Tanzanian Union of Industrial and Commercial Workers (TUICO)

Some unions in Africa have realised that their survival depends on the unity of workers in the country – irrespective of the sector. One such union is the Tanzanian Union of Industrial and Commercial Workers (TUICO). The union was formed ten years ago. When it was formed it moved away from a narrow sector union to a more inclusive or general union. The union organises workers from about five different sector of the economy, including metal, textile, energy, commercial and banking sectors. They also organise workers in the informal sector.

The IMF began working with TUICO in 2003 on a project to improve the union's capacity to produce education materials and conduct their own union education and increase membership. When IMF started the project the union had around 28,000 members. Today the union has grown to have more than 50,000 members. The union has achieved this growth despite continued loss of members through retrenchments. The project has managed to train more than 400 shop stewards and produced materials on collective bargaining, health and safety, women in the trade union and workplace and labour laws.

The IMF feels that in order for the labour movement to be able to survive in Africa it needs to develop unions similar to TUICO. There are manufacturing industries in Africa and we need to bring workers in different sectors together in solidarity. This approach will also assist unions to combine their resources to greater effect. Today TUICO is one of the unions that can be classified as self-sustainable.

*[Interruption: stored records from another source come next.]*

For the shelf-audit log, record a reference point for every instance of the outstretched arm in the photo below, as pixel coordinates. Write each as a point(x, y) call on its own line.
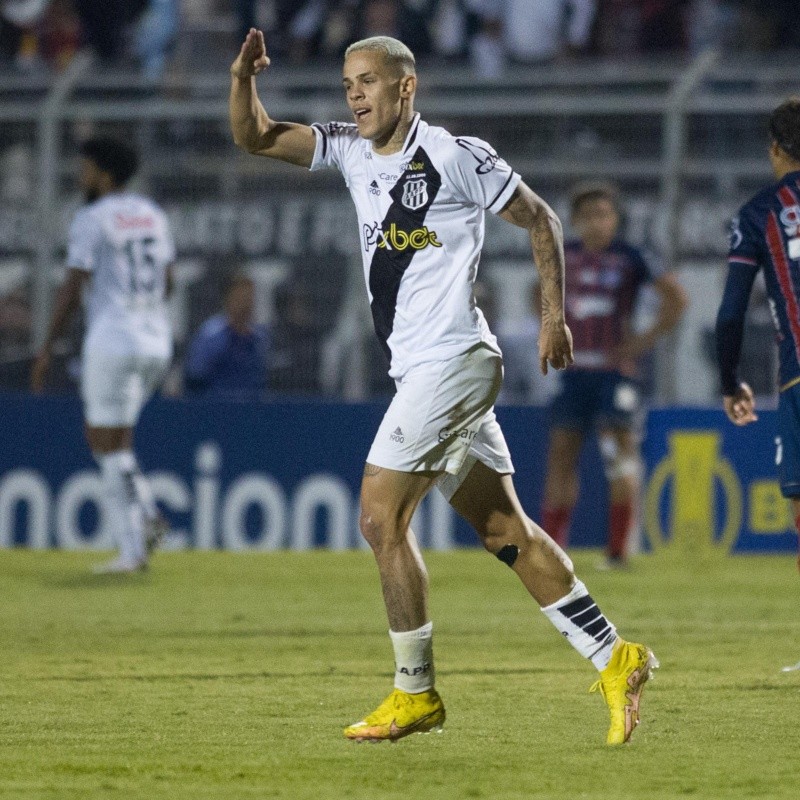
point(252, 128)
point(527, 210)
point(737, 398)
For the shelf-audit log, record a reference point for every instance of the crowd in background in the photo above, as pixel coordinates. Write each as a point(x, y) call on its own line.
point(488, 34)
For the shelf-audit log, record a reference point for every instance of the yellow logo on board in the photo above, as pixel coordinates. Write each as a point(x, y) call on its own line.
point(694, 469)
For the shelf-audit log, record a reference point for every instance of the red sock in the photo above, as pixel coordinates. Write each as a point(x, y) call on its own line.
point(619, 528)
point(555, 521)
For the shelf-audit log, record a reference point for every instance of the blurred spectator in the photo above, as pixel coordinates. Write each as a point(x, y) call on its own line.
point(531, 32)
point(103, 24)
point(155, 35)
point(768, 26)
point(19, 20)
point(59, 34)
point(407, 20)
point(296, 342)
point(227, 358)
point(627, 28)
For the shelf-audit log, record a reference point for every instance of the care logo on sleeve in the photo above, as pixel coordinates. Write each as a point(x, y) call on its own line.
point(486, 157)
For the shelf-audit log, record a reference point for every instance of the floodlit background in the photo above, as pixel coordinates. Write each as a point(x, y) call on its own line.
point(666, 97)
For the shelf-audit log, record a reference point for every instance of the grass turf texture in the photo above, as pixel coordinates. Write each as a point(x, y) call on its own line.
point(228, 675)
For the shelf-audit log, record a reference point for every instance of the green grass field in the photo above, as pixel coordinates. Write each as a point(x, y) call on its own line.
point(226, 676)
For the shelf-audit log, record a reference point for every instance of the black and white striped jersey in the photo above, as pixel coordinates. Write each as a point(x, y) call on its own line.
point(124, 240)
point(421, 214)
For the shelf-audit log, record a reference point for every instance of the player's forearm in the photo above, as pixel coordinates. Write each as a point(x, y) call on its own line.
point(250, 122)
point(730, 325)
point(67, 301)
point(729, 334)
point(547, 243)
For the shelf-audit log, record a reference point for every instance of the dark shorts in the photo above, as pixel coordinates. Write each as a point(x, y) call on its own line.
point(590, 399)
point(787, 456)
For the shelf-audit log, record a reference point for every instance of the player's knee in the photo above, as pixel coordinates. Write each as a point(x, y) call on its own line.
point(506, 531)
point(380, 525)
point(619, 467)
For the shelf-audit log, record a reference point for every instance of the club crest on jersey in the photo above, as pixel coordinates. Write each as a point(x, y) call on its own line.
point(415, 194)
point(790, 219)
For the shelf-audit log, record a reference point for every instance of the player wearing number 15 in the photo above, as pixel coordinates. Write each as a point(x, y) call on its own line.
point(120, 252)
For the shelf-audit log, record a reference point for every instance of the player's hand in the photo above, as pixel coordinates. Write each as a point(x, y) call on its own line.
point(252, 58)
point(740, 407)
point(555, 346)
point(41, 366)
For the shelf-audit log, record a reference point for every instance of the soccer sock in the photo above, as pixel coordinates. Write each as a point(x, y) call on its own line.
point(144, 493)
point(413, 659)
point(619, 526)
point(555, 521)
point(582, 623)
point(117, 469)
point(797, 528)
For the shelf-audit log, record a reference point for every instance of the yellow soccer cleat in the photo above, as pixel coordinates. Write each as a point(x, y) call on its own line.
point(621, 684)
point(399, 715)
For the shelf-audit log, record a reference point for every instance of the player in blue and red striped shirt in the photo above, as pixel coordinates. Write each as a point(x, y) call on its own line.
point(766, 236)
point(599, 392)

Swaziland Amalgamated Trade Union (SATU)

Five years ago the IMF, working closely with NUMSA, embarked on a project to build and assist the union in Swaziland to merge and form a stronger metal union. Over the years some unions in Swaziland were known as "briefcase" unions – as they essentially consisted of a general secretary operating from his briefcase. These unions had no resources and no full time staff.

The IMF project produced a new union in 2003 called Swaziland Amalgamated Trade Union (SATU). The union covers about five sectors, including metal, construction, mining, commercial and security workers. The union has grown from less than 2,000 members when it merged to 3,500 today. While there have been set backs, such as some sectors being forced by the national centre to pull out of the union, the union is becoming stronger every day. Now there is a union in Swaziland that can successfully lead campaigns, including leading a strike against a Chinese TNC. The union employs four staff members and pays them from its own finances.

Sustainable unions

The success of this union is because of the unity of workers in Swaziland irrespective of sectors. For the IMF, sector unions do not have a future in Africa. Instead, workers, their unions and the IMF must focus our resources and efforts into building self-sustainable unions that are not dependent on outside sources of funding and are better able to demand changes that will result in the sustainable development of the region.

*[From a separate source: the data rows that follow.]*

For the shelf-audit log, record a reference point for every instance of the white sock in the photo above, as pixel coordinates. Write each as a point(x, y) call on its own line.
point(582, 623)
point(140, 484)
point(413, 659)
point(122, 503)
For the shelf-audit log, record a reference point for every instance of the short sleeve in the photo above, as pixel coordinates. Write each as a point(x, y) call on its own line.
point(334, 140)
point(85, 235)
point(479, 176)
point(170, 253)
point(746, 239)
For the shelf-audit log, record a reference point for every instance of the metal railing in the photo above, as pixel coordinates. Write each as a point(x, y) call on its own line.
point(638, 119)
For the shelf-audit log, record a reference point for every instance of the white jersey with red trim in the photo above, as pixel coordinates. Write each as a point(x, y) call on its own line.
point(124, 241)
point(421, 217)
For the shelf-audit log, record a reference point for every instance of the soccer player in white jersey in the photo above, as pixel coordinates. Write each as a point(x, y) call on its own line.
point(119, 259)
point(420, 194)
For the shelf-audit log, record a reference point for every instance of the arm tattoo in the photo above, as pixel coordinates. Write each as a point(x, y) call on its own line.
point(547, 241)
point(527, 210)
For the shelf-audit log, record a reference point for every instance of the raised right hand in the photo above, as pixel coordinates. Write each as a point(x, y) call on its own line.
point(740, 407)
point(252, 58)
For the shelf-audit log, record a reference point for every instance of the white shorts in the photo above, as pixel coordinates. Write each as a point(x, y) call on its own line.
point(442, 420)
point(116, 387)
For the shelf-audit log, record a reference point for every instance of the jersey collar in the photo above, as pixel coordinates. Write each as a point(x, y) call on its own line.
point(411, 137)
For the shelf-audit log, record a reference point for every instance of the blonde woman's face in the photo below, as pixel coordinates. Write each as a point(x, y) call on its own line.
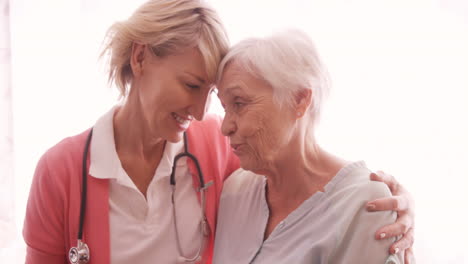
point(256, 126)
point(172, 91)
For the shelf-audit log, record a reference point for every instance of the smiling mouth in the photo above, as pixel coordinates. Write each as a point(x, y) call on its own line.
point(184, 122)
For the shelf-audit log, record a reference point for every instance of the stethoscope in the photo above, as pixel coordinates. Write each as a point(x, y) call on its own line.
point(80, 253)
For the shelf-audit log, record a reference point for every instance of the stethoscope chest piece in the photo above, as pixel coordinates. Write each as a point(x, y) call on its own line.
point(79, 254)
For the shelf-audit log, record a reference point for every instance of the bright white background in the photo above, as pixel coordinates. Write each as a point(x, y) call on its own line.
point(399, 99)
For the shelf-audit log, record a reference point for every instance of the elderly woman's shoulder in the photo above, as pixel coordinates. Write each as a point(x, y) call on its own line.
point(242, 181)
point(355, 183)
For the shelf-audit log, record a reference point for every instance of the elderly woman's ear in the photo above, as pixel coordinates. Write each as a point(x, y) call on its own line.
point(302, 100)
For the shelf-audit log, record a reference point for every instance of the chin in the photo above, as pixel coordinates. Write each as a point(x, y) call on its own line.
point(176, 137)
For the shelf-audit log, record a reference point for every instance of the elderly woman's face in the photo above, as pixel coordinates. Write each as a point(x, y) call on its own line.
point(172, 91)
point(257, 127)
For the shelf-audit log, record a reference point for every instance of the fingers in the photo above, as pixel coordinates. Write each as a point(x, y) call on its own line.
point(404, 243)
point(403, 224)
point(409, 256)
point(388, 179)
point(395, 203)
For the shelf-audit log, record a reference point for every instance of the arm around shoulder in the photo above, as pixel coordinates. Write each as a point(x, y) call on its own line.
point(43, 229)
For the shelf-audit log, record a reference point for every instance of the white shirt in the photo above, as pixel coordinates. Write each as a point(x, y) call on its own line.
point(142, 230)
point(329, 227)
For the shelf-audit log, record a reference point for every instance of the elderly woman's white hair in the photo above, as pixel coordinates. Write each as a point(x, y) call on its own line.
point(168, 27)
point(288, 61)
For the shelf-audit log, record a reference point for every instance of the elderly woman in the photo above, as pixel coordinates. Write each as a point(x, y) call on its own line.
point(143, 184)
point(292, 201)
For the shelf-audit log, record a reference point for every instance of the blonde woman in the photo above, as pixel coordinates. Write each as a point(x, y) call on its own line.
point(123, 194)
point(292, 201)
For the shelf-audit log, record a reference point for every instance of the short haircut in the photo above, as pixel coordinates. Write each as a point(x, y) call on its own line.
point(167, 27)
point(288, 61)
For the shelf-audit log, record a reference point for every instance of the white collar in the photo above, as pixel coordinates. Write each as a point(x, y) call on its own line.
point(105, 163)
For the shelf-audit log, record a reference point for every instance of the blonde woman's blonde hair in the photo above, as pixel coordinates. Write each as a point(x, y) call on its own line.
point(167, 27)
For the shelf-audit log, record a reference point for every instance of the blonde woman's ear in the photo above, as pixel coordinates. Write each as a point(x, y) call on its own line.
point(137, 57)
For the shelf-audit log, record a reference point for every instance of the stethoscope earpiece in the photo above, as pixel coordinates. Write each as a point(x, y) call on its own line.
point(79, 254)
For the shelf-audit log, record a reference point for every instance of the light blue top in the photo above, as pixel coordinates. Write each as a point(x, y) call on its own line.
point(329, 227)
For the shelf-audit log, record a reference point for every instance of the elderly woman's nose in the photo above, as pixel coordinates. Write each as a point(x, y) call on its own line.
point(199, 107)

________________________________________________________________

Zimbabwe unions merge

Zimbabwe Metal Energy and Allied Workers' Union was launched at its inaugural congress in Harare, in February this year. The union is the result of a successful merger of four unions in Zimbabwe.

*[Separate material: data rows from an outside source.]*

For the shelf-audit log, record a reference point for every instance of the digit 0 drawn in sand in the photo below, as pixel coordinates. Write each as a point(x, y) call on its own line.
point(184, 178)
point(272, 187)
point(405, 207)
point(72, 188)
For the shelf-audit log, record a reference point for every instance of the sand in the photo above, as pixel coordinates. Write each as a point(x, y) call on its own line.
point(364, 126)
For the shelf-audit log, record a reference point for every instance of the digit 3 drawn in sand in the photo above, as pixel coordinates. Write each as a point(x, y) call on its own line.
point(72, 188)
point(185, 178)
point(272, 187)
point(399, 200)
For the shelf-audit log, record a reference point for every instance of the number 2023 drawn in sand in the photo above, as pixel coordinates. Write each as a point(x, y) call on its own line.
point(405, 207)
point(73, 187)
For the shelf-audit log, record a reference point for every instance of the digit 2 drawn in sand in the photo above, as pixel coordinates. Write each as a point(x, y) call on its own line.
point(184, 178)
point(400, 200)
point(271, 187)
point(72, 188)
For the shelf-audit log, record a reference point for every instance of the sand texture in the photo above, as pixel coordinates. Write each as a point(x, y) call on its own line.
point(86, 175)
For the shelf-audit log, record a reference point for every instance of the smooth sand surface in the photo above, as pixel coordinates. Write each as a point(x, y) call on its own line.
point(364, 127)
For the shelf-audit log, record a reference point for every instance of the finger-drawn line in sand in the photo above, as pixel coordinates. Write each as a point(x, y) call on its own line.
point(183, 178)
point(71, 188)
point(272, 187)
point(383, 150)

The merger was strongly supported by the Zimbabwean Congress of Trade Unions (ZCTU), which passed a resolution at its last congress calling for the merger of small unviable unions to reduce the number of affiliates to the national centre from 36 to 13.

In the region, IMF affiliate Numsa also gave support to its sister union, facilitating discussions, assisting in the formulation of the constitution and providing continued support in areas such as setting up administrative systems and branch structures.

IMF regional representative, Stephen Nhlapo praised the new union saying, "This merger is an example to fractured unions all over Africa of the viability of mergers to build solidarity and create sustainable unionism, but most importantly it is a great step forward for metalworkers in Zimbabwe."